This past week, a mail bomb badly wounded an eminent research physician in California, a bomb exploded at Yale University injuring a computer sciences professor, terrorists reputedly Kurdish attacked Turkish offices and threatened to kill hostages in five cities in Europe.Most threatening was the ring of eight alleged terrorists arrested in New York. Early reports indicate the FBI and New York police did a magnificent job in gathering intelligence, ferreting out and arresting the members of a ring whose purported targets included the U.N. building, FBI headquarters in New York, and the Holland and Lincoln tunnels connecting New York and New Jersey.

Even aside from such institutionalized acts of terrorism as those that have taken the evening news to Bosnia and Azerbaijan, reports from around the globe demonstrate this is a planet with a populace at war with itself. It is a war in which most of the weapons we have provided for our defense are useless.

Even in Bosnia, which most resembles a classic war scenario, the targets are too small and too elusive for our overpowering weapons to be brought to bear. There, as in the smaller acts of terrorism being perpetrated around the globe, the critical factor is to know who your enemies are, where your enemies are, what they are doing and what they plan to do.

This need for information joins the problem of terrorism with the problem of invasion of privacy. Everyone except the plotters would be in favor of tapping the phones of people plotting to kill someone, but the relative values of intelligence and privacy become murkier as our information becomes less certain, more suspicious. Do we tap the phones of anyone whom someone has reported to the police as "acting suspicious," "looking suspicious" or "looking foreign"? We do not.

Sen. Alphonse D'Amato, R-N.Y., was on CNN suggesting the alleged terrorists were financed with money from Iranian-backed Muslim extremists. A shadowy Muslim cleric, illegally in the United States but fighting deportation, has had among his congregation several of those indicted for the bombing of the World Trade Center. He may or may not have preached to the eight arrested last week.

Do we deport this Muslim cleric? All Muslim clerics whose sermons seem to some listener to advocate violence? Or do we accord them the same freedom of speech and religion we give to any other clergyman?

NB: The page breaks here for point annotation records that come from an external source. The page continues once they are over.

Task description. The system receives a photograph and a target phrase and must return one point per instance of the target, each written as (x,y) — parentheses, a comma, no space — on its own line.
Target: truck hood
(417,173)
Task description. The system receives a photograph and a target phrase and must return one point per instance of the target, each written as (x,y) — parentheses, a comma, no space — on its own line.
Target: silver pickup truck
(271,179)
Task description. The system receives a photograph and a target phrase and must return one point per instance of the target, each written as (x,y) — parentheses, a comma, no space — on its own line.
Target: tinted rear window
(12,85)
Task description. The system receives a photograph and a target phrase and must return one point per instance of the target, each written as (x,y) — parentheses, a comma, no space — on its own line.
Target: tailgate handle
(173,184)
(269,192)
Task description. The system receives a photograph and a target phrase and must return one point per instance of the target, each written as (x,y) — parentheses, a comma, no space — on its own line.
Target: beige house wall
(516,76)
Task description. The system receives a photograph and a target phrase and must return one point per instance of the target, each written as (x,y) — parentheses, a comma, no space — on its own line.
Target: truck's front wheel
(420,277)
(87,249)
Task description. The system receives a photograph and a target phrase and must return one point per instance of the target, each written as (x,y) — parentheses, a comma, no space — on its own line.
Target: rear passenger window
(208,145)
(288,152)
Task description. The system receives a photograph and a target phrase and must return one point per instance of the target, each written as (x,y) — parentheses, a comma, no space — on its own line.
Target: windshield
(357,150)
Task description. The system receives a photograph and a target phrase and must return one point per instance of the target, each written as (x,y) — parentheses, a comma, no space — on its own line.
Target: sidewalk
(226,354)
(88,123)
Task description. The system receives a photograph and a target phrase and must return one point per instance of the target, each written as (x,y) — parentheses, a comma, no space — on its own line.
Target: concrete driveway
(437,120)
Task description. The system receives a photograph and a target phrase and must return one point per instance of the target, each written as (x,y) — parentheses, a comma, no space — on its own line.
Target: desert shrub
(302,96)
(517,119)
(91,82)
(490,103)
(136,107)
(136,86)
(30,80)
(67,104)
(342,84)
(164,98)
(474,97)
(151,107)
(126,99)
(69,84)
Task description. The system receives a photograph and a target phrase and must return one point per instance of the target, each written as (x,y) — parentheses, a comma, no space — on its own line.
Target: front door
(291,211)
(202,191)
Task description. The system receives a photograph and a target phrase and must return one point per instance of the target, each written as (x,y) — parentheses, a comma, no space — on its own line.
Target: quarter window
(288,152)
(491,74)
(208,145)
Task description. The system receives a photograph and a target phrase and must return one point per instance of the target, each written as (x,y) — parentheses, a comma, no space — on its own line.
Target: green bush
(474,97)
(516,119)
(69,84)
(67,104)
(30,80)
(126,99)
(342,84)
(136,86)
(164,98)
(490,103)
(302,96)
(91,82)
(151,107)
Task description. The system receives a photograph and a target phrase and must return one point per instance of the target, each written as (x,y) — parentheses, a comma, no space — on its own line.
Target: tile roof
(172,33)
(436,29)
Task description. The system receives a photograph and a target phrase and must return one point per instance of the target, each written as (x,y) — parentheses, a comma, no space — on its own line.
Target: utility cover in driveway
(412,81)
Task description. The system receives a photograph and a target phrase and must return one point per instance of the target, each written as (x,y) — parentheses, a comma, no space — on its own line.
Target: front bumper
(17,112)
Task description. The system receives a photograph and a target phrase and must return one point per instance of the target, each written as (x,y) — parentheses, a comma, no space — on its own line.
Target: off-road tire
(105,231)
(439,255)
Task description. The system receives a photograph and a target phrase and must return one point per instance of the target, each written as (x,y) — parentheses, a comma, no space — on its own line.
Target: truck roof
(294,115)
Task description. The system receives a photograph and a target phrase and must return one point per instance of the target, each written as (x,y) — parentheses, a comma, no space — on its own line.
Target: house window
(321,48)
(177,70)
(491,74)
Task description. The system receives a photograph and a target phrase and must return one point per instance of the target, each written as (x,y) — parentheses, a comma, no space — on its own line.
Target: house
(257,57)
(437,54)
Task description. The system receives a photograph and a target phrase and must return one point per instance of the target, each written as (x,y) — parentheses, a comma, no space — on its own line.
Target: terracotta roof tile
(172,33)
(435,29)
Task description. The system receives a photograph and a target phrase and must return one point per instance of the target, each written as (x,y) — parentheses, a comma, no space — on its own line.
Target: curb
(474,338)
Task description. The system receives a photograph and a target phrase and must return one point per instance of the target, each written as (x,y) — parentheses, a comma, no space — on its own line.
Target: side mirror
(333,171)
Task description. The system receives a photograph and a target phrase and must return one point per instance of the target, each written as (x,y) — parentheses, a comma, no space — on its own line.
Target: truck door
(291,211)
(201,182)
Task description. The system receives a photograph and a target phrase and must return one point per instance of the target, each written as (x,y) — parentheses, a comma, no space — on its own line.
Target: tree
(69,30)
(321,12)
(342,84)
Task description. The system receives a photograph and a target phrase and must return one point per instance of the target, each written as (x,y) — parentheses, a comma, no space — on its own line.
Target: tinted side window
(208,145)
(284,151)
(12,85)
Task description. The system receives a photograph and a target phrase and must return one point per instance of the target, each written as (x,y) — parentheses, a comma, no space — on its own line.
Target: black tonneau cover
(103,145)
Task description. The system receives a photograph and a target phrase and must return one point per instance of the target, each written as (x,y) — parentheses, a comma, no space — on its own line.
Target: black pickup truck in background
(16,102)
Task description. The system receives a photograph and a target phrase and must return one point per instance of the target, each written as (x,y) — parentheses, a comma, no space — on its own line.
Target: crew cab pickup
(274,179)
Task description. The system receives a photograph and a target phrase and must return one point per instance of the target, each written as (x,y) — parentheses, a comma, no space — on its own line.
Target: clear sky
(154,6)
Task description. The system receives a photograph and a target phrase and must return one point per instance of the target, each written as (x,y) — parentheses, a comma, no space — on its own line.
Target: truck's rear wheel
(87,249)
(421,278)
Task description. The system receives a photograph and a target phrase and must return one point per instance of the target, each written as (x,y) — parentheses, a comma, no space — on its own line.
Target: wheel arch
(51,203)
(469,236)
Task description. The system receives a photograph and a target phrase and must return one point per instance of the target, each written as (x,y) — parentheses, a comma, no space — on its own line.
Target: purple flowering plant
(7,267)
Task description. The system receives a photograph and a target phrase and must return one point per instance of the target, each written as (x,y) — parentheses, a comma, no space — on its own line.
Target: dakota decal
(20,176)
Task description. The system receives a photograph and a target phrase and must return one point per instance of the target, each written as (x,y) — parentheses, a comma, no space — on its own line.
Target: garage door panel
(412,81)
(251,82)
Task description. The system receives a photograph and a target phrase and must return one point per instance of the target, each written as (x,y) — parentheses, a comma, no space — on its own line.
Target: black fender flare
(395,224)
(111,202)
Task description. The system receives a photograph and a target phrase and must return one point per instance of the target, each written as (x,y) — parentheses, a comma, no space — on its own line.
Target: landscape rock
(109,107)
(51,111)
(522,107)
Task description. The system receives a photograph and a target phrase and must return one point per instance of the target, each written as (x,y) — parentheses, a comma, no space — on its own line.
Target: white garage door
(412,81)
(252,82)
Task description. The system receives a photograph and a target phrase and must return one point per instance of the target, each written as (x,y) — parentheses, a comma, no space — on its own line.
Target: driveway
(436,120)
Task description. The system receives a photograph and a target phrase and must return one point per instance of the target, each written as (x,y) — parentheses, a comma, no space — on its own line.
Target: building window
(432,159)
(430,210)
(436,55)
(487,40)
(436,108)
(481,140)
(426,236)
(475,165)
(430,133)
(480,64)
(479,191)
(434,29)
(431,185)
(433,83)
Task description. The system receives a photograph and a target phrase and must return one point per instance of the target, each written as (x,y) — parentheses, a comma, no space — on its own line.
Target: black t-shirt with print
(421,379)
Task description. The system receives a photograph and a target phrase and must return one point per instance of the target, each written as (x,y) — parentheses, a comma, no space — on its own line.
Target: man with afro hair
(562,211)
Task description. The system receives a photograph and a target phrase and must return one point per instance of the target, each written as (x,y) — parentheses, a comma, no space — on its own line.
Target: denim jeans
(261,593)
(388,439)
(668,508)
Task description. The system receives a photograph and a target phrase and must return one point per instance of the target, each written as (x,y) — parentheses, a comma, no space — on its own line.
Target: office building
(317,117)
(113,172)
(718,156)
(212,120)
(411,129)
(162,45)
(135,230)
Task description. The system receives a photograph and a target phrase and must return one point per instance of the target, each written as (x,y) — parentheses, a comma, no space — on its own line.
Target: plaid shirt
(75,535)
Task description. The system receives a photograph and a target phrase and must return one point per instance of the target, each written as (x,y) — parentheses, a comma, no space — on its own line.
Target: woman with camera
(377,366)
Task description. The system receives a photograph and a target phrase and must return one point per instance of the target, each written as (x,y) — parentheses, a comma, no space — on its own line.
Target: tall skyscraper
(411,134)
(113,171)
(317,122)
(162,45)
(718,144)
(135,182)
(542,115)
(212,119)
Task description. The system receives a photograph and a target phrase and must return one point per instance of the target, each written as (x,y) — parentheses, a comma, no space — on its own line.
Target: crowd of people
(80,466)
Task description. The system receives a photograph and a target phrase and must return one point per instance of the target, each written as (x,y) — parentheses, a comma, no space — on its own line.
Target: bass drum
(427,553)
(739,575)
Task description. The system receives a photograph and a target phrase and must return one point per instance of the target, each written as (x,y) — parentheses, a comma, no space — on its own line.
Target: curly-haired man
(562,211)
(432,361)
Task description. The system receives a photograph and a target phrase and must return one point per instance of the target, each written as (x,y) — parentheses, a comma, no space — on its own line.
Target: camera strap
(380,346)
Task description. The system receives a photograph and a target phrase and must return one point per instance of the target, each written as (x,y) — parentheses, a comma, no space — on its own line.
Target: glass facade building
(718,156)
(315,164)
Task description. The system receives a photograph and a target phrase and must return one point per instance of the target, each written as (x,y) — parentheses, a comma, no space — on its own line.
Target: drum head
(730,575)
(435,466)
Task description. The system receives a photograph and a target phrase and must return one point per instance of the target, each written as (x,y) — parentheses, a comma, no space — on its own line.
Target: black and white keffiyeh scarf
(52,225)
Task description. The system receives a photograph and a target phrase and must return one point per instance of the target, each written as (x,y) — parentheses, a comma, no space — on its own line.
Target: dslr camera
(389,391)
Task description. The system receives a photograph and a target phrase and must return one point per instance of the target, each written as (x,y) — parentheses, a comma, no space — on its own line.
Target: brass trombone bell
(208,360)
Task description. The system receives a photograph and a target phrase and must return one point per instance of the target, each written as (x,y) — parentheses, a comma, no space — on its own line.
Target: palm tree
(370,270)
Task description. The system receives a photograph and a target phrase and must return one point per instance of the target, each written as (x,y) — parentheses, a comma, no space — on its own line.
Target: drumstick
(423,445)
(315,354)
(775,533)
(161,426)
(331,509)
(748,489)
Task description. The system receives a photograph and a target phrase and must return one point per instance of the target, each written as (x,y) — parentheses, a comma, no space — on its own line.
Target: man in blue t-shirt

On such issues the war against terrorism must be fought, and nuclear weapons lose their power to help or threaten.

Already, in response to terrorists of the past, we have lost a great deal of our freedom. We must pass through metal detectors to view Congress, see the inauguration of our president or board a plane. We lock doors we once left open.

The war against terrorism won't go away, it will escalate. And we will be asked to give up more freedom in order to win.

The fine lines that must be drawn between safety in our homes and workplaces on the one hand and individual liberties and privacies on the other will take intelligence of the same degree, but of a different kind, as the scientific intelligence that has gone into our weapons of mass destruction.

The intelligence must grapple with such eternal issues as justice and freedom and morality; with the rights of majorities and the protections of minorities.

It is a different war, with different kinds of victories and casualties, and all of us are in combat.